The second issue is very controversial. There is substantial evidence that attenuated psychotic symptoms can be used to identify persons at increased risk for developing a full psychotic syndrome (13). The data from Dominguez et al. support this proposition and suggest that combining negative/disorganized symptoms with attenuated psychotic symptoms increases the identification of clinical relevance. But the data also remind us that attenuated positive psychotic symptoms are not uncommon in the non-ill population, thus raising concerns that clinical caseness will come to include non-ill individuals. Nonetheless, early detection and intervention is a meritorious goal throughout medicine and there is ample evidence that early treatment of schizophrenia is most effective. The potential for this new diagnostic class is illustrated in a recent report that omega-3 fatty acid was substantially more efficacious than placebo in a random assignment, masked, controlled study in which 12 weeks of treatment appeared to provide protection from psychosis for the next 40 weeks (14). This raises the interesting possibility that disease progression may be prevented at a critical time-point intervention, potentially altering the life course of illness. Replication is essential, and at present the standard of care for persons with attenuated psychotic symptoms is clinical monitoring and psychosocial interventions aimed at stress reduction, maintaining social and occupational niche, avoiding drugs of abuse, and more specific intervention only if attenuated symptoms exacerbate into a psychotic disorder.
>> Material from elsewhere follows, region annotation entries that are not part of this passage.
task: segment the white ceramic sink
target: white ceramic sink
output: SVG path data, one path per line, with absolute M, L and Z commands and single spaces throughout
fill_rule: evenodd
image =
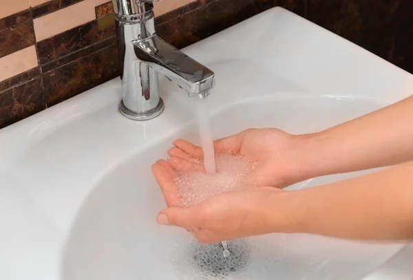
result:
M 183 51 L 215 72 L 215 138 L 251 127 L 318 131 L 413 92 L 410 74 L 282 8 Z M 149 121 L 118 111 L 116 78 L 0 130 L 0 279 L 180 279 L 169 257 L 190 237 L 156 224 L 165 202 L 150 166 L 177 138 L 199 142 L 195 101 L 166 80 L 160 88 L 165 110 Z M 263 280 L 413 277 L 411 245 L 306 235 L 266 242 L 278 257 Z

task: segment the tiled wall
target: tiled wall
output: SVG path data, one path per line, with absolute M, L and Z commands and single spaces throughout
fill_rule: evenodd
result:
M 158 34 L 183 47 L 275 6 L 413 73 L 413 1 L 166 0 Z M 1 0 L 0 128 L 118 75 L 109 0 Z

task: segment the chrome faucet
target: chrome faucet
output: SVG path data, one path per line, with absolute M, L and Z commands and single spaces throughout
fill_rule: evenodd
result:
M 156 0 L 112 1 L 122 81 L 119 109 L 123 116 L 144 120 L 162 113 L 158 74 L 186 90 L 189 97 L 209 95 L 214 73 L 156 35 L 152 3 Z

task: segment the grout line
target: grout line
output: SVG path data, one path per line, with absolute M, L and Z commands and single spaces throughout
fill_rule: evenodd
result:
M 45 64 L 43 64 L 43 65 L 47 65 L 47 64 L 48 64 L 48 63 L 52 63 L 52 62 L 55 62 L 55 61 L 59 61 L 59 60 L 60 60 L 60 59 L 61 59 L 61 58 L 64 58 L 64 57 L 67 57 L 67 56 L 70 56 L 70 55 L 72 55 L 73 54 L 76 54 L 76 52 L 80 52 L 80 51 L 81 51 L 81 50 L 85 50 L 85 49 L 87 49 L 87 48 L 88 48 L 88 47 L 92 47 L 92 46 L 94 46 L 94 45 L 97 45 L 97 44 L 98 44 L 98 43 L 102 43 L 102 42 L 105 42 L 105 41 L 108 41 L 108 40 L 110 40 L 110 39 L 113 39 L 114 38 L 116 38 L 116 36 L 111 36 L 111 37 L 109 37 L 109 38 L 107 38 L 107 39 L 105 39 L 105 40 L 100 41 L 99 41 L 99 42 L 95 43 L 94 44 L 89 45 L 88 45 L 88 46 L 86 46 L 86 47 L 83 47 L 83 48 L 82 48 L 82 49 L 78 50 L 76 50 L 76 52 L 71 52 L 70 54 L 67 54 L 67 55 L 65 55 L 65 56 L 62 56 L 62 57 L 59 58 L 59 59 L 56 59 L 56 60 L 54 60 L 54 61 L 52 61 L 48 62 L 47 63 L 45 63 Z M 76 58 L 76 59 L 74 59 L 74 60 L 73 60 L 73 61 L 69 61 L 69 62 L 68 62 L 68 63 L 65 63 L 65 64 L 63 64 L 63 65 L 59 65 L 59 67 L 56 67 L 56 68 L 51 69 L 50 70 L 45 72 L 45 73 L 48 73 L 48 72 L 52 72 L 52 71 L 54 71 L 54 70 L 56 70 L 56 69 L 57 69 L 61 68 L 61 67 L 64 67 L 64 66 L 66 66 L 66 65 L 67 65 L 68 64 L 70 64 L 70 63 L 72 63 L 72 62 L 77 61 L 78 61 L 78 60 L 80 60 L 80 59 L 82 59 L 82 58 L 83 58 L 86 57 L 86 56 L 89 56 L 89 55 L 91 55 L 91 54 L 96 54 L 96 52 L 100 52 L 100 51 L 101 51 L 102 50 L 105 50 L 105 49 L 107 49 L 107 48 L 108 48 L 108 47 L 112 47 L 112 45 L 107 45 L 106 47 L 102 47 L 101 49 L 96 50 L 95 52 L 91 52 L 90 54 L 86 54 L 85 56 L 81 56 L 81 57 L 78 57 L 78 58 Z M 43 65 L 42 65 L 42 66 L 43 66 Z
M 33 69 L 34 69 L 34 68 L 30 69 L 28 71 L 32 70 Z M 22 74 L 24 74 L 24 72 L 22 73 Z M 15 88 L 15 87 L 17 87 L 21 86 L 22 85 L 27 84 L 28 83 L 32 82 L 32 81 L 36 80 L 36 78 L 39 78 L 39 77 L 41 77 L 41 78 L 42 79 L 41 80 L 41 85 L 42 85 L 42 87 L 43 87 L 43 77 L 41 76 L 41 75 L 39 75 L 39 76 L 36 76 L 32 78 L 30 80 L 25 80 L 23 82 L 21 82 L 21 83 L 17 83 L 17 84 L 14 84 L 14 85 L 12 85 L 10 87 L 8 87 L 7 89 L 4 89 L 3 91 L 0 91 L 0 94 L 3 94 L 6 91 L 8 91 L 9 90 Z M 44 90 L 43 90 L 43 93 L 44 93 Z
M 37 56 L 37 64 L 39 65 L 37 67 L 39 67 L 39 71 L 40 72 L 40 84 L 41 86 L 41 90 L 43 91 L 43 96 L 45 96 L 45 86 L 43 85 L 43 70 L 41 69 L 41 65 L 40 63 L 40 57 L 39 56 L 39 50 L 37 49 L 37 39 L 36 39 L 36 34 L 34 34 L 34 23 L 33 23 L 33 12 L 32 10 L 32 7 L 29 8 L 29 17 L 30 18 L 30 21 L 32 21 L 32 31 L 33 32 L 33 36 L 34 36 L 34 48 L 36 49 L 36 55 Z M 32 79 L 33 80 L 33 79 Z
M 38 5 L 38 6 L 34 6 L 34 7 L 30 7 L 30 8 L 31 8 L 31 9 L 33 9 L 33 8 L 39 8 L 39 7 L 45 6 L 47 6 L 47 5 L 50 4 L 50 3 L 51 3 L 52 1 L 56 1 L 56 0 L 52 0 L 52 1 L 49 1 L 49 2 L 46 2 L 46 3 L 43 3 L 43 4 L 41 4 L 41 5 Z M 57 8 L 57 9 L 56 9 L 56 10 L 52 10 L 52 11 L 48 11 L 48 12 L 46 12 L 46 13 L 45 13 L 45 14 L 41 14 L 41 15 L 39 15 L 39 16 L 37 16 L 37 17 L 36 17 L 36 19 L 38 19 L 38 18 L 39 18 L 39 17 L 43 17 L 43 16 L 45 16 L 46 14 L 51 14 L 51 13 L 52 13 L 52 12 L 54 12 L 59 11 L 59 10 L 64 9 L 65 8 L 70 7 L 70 6 L 71 6 L 72 5 L 74 5 L 74 4 L 76 4 L 76 3 L 78 3 L 83 2 L 83 1 L 85 1 L 85 0 L 80 0 L 80 1 L 76 1 L 76 2 L 74 2 L 74 3 L 70 3 L 70 4 L 69 4 L 69 5 L 67 5 L 67 6 L 61 6 L 61 7 L 58 8 Z
M 307 19 L 307 6 L 308 5 L 308 0 L 305 0 L 304 3 L 304 19 Z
Although there is little doubt as to the validity of attenuated psychotic symptoms marking vulnerability for psychotic illness, legitimate concerns include the extension of psychiatric diagnosis into non-ill populations, the potential for excessive and risky medication use, the stigma that may be associated with the diagnosis, and whether it requires special expertise to apply the criteria reliably. A response to these concerns is as follows: 1) criteria proposed for DSM-5 strictly require that the person not meet criteria for another DSM disorder and that the person is help seeking with the presence of distress, disability, and dysfunction; 2) antipsychotic drugs are already used in excess in this age group and it is possible that organizing awareness and education around this classification will decrease rather than increase the use of these drugs before psychosis is manifest; 3) stigma may also be associated with the development of abnormal behaviors, deterioration of friendships and role performance, and seeking of clinical care with some other diagnosis; and 4) field trials will be used to determine reliability, including specificity and sensitivity, in ordinary clinical settings.
While the Dominguez et al. report is focused on attenuated symptoms in a representative population of young people, these data are informative on several broad issues that challenge the field. Their report supports the use of dimensions of pathology in addition to diagnostic classes for psychotic disorders, an outcome likely for DSM-5. It also adds important data to the vexing issue of whether to establish a diagnostic class for help-seeking persons who manifest attenuated psychotic symptoms.